A review of more than 34,000 vaginal deliveries at Thomas Jefferson University Hospital in Philadelphia, Pennsylvania, found that, during the years 1983 to 2000, the overall episiotomy rate fell from 69.6 percent of all vaginal births in 1983 to 19.4 percent in 2000. White women, whose episiotomy rates decreased from 79 percent to 32.1 percent during that time period, consistently underwent episiotomies more frequently than black women, whose rates fell from 60.5 percent to 11.2 percent.
The ACOG notes: "While one study found that black women are less likely than white women to deliver with vaginal lacerations, the authors (of the journal article) speculate that the racial disparity in episiotomy rates may be due in part to the non-scientific way in which some physicians determine who needs an episiotomy."
The episiotomy, a small incision made to widen the vaginal opening, which (theoretically) allows the baby's head to emerge more easily, first became popular in the 1940s, when childbirth shifted from the home to the hospital.
Although there was little data to support these beliefs, proponents of the procedure contended that a surgical incision could lessen the incidence of serious lacerations or tears to the perineum and reduce the rate of infection. It was also generally believed that this could prevent relaxation of the pelvic floor muscles, which can contribute to later incontinence.

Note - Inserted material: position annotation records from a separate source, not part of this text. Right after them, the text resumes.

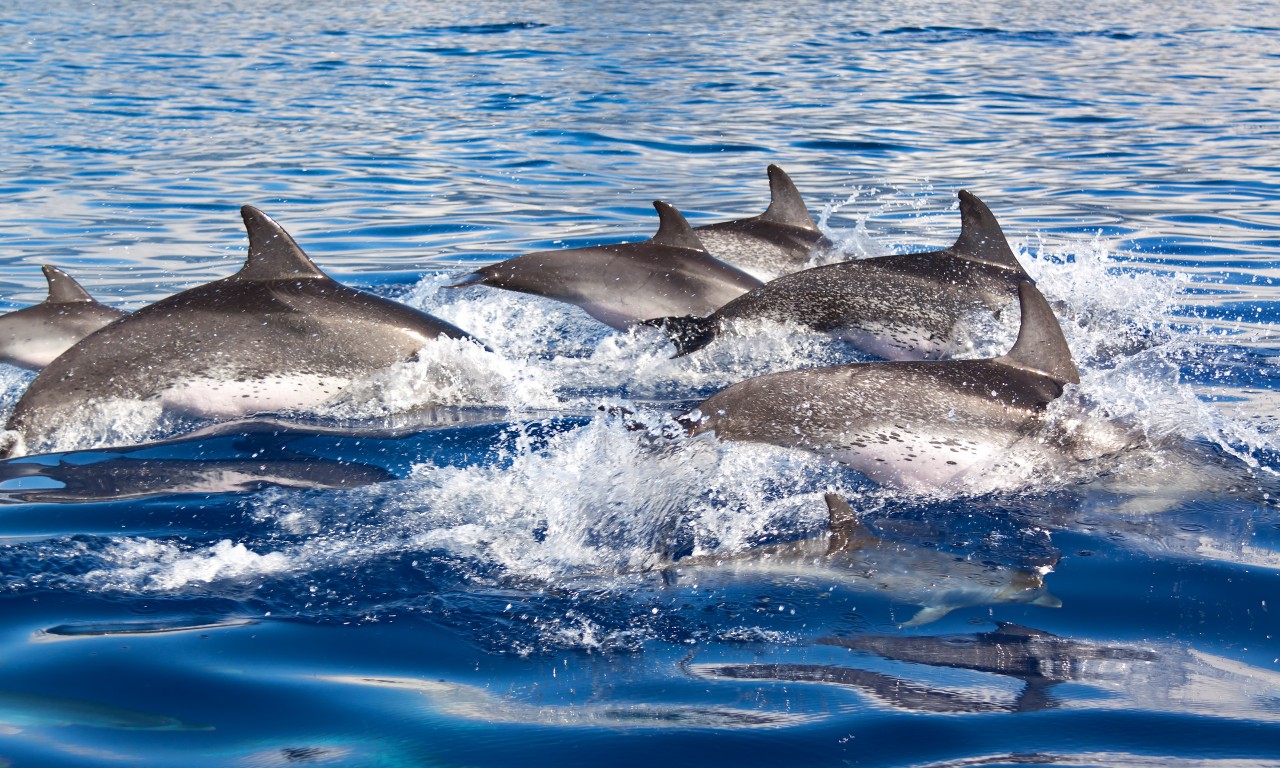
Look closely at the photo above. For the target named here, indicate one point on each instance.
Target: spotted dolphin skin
(277, 334)
(32, 337)
(667, 274)
(909, 306)
(780, 241)
(855, 557)
(915, 425)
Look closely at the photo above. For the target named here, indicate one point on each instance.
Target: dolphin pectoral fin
(848, 533)
(63, 288)
(927, 615)
(786, 206)
(981, 237)
(1047, 600)
(673, 231)
(272, 252)
(1041, 346)
(689, 333)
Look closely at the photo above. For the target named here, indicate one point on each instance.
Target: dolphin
(1038, 659)
(915, 425)
(122, 478)
(667, 274)
(278, 334)
(32, 337)
(778, 241)
(908, 306)
(855, 556)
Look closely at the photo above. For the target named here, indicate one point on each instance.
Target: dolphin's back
(622, 284)
(275, 336)
(32, 337)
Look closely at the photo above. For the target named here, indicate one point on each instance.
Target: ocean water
(460, 562)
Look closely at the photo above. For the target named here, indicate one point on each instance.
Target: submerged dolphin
(1038, 659)
(32, 337)
(277, 334)
(667, 274)
(906, 424)
(854, 556)
(778, 241)
(906, 306)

Episiotomies were thought to shorten the pushing stage of labor, thereby reducing the risk of injury to the baby. (Early advocates felt that the pounding of the infant head against the intact perineum during the birth process could lead to intracranial hemorrhage and brain damage, even though the perineum is soft, elastic tissue quite unlikely to cause injury to a baby's skull).
Although a 1983 review of available literature found that the routine use of the episiotomy was unfounded, it was not until recently that the majority of doctors stopped doing them automatically and moved to performing them only when there were clear-cut indications that they were warranted.